The year 2015 has been a defining year in the growth of the API economy. The recent API Strategy and Practice conference in Austin, Texas, demonstrated the widening group of business and civic players reorienting towards an API play, with ever-more stakeholders now offering services in the API ecosystem.
And last week, the global APIdays event — held annually in Paris and organized by FABERnovel and OAuth.io — provided an opportunity to summarize some of the key themes of the year and to peek into what lies ahead for 2016.
It was clear from key conversations around using APIs for automation, and the role of APIs in enabling new business economic growth, that the API economy must straddle a widening market landscape that meets the needs of new entrants alongside more advanced users.
At one end of the spectrum, businesses are sipping the kool-aid for the first time and learning how APIs can be a key enabler in their digital transformation. At the other end of the spectrum, businesses and enterprises are leveraging APIs to automate whole processes and IT systems, build new products and reorient their business models.
Meanwhile, on a technical level, APIdays demonstrated how quickly the space is evolving. Just last month at API Strategy and Practice, it was clear that the strongest sign of maturity was the widespread adoption of API definition formats to enable business and technical collaboration, and to automate and extend the API lifecycle.
At APIdays, API definition formats were almost a given and instead, the technical envelope being pushed forward centered around event notifications (one of the technical session tracks that was stirred up at API Strategy and Practice but that by the time of APIdays had now swelled into a wave of new practice).
Automation and Machine Learning
As the maturing market is widening to encompass business players operating at all levels, from novice to sophisticate, the uptake of APIs for automation is also widening.
Automation may start as simple integrations (like the ‘recipes’ available through If-This-Then-That, IFTTT), or the emergence of Slackbots (like the new Ottspott Slackbot that enables Twilio-like telco functionality from within the team collaboration tool). The growth of API-enabled automation is evident, said Cyril Vart from digital transformation consultancy FABERnovel (one of the organizers of the conference), in API aggregation service IFTTT’s raising of $38.5 million, and their current usage rate of some 30-35 million API triggers occurring daily through the service.

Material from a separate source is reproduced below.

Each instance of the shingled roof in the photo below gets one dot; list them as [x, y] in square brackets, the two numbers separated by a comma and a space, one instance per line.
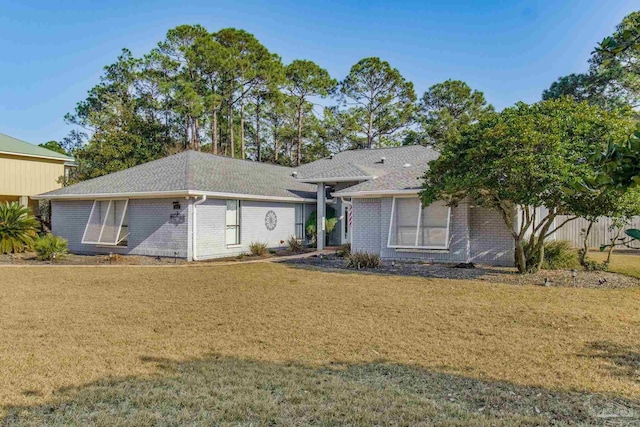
[193, 173]
[360, 165]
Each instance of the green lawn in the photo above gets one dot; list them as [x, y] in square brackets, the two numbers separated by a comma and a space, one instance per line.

Beyond simple API integrations, and in a similar manner to the exploding infrastructure automation stack for containers, integration-as-a-service tooling is evolving. At the same time as the APIdays conference was being held, Built.io Flow announced a partnership with the Cisco Spark, offering the same type of workflows within the one platform that IFTTT and Ottspott are offering individually. Meanwhile, API-wrapper service Blockspring announced a partnership with Bubble to enable the creation of apps that integrate data from APIs without users needing to know any code.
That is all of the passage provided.